What effect do you want?

If you want a shallow, mirror, finish with good reflections then use a good sealant. If you want a deep shine that isn't necessarily reflective then go for a good wax.

Pretty much anything is good these days.


----------



## dooka (Apr 28, 2006)

For Silver I find Jeffs Acrylic Jett and Dodo Diamond White work very well..

Check this little Silver Saxo out to see


----------



## jackmontandon (Apr 3, 2009)

i use dodo juice supernatural on mine  get a sample pot you can do your car a good 2 / 3 times with one


----------



## DAZTTC (May 20, 2005)

Dodo Diamond White [smiley=thumbsup.gif]


----------



## Kanikuman (May 13, 2010)

I use Dodo Juice Supernatural and top up the finish with Dodo Juice Red Mist Tropical (not straight afterwards!). Both create fantastic reflections, beading and really make metallic paint sparkle. This is my QS after having a coat of Red Mist, as it was waxed only the previous week and therefore not required.


----------



## Josh89 (Apr 14, 2011)

thaks for advice evryone.im so lost with detailing,i have got loads to learn....does anyone no of any good and reliable websites.... ?


----------



## Josh89 (Apr 14, 2011)

Kanikuman said:


> I use Dodo Juice Supernatural and top up the finish with Dodo Juice Red Mist Tropical (not straight afterwards!). Both create fantastic reflections, beading and really make metallic paint sparkle. This is my QS after having a coat of Red Mist, as it was waxed only the previous week and therefore not required.
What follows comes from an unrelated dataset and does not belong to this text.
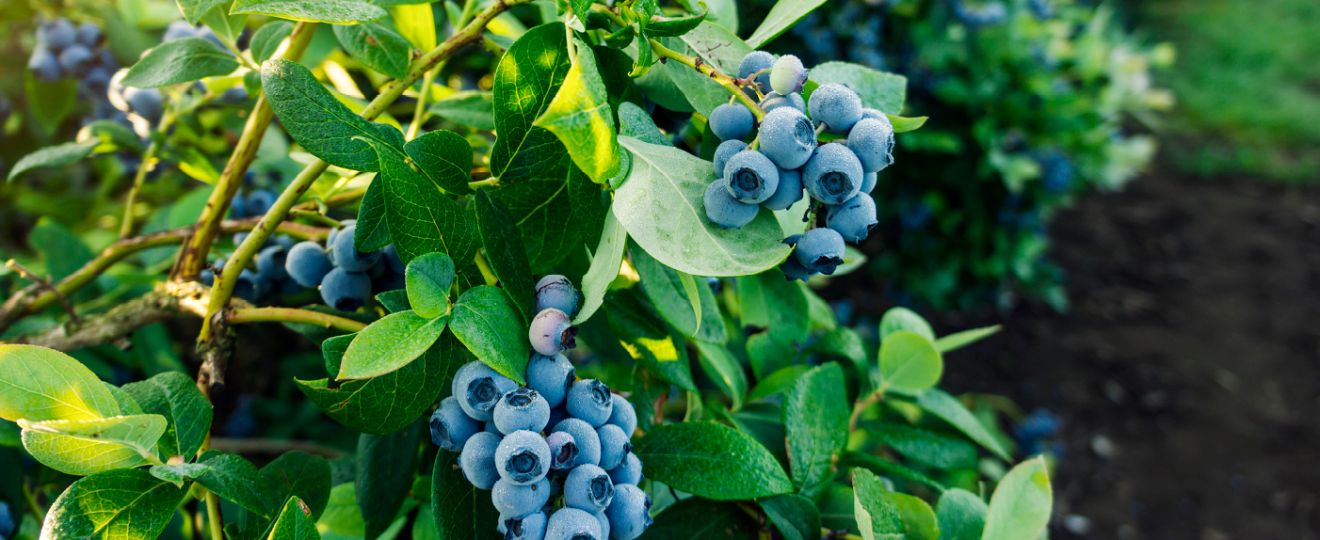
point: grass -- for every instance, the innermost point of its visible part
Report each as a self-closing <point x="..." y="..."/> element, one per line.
<point x="1248" y="83"/>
 how often do you top up....its been 2months and about 8 washes .............nice finish by the way


----------



## Kanikuman (May 13, 2010)

I like to wax the car once a month (just one coat), then weather permitting, give it a coat of Red Mist Tropical the following day. From then on I just wash and Red Mist until the next wax.


----------



## spookone (Oct 24, 2010)

Kanikuman said:


> I use Dodo Juice Supernatural and top up the finish with Dodo Juice Red Mist Tropical (not straight afterwards!). Both create fantastic reflections, beading and really make metallic paint sparkle. This is my QS after having a coat of Red Mist, as it was waxed only the previous week and therefore not required.


Now thats nice


----------



## Robtur (Jul 6, 2009)

On silver i used to use Zaino Z2 topped with Dodo Juice Supernatural and the finish was fantastic


----------



## forest (Mar 17, 2009)

Josh89 said:


> thaks for advice evryone.im so lost with detailing,i have got loads to learn....does anyone no of any good and reliable websites.... ?


Depends on what you want to do but there is plenty info about for you to have a read, here's a few links for advice on techniques and products to spend loads of your hard earned on :wink:

http://www.cleanyourcar.co.uk/forum/

http://www.polishedbliss.co.uk/

http://www.detailingworld.co.uk/

Hope that helps


----------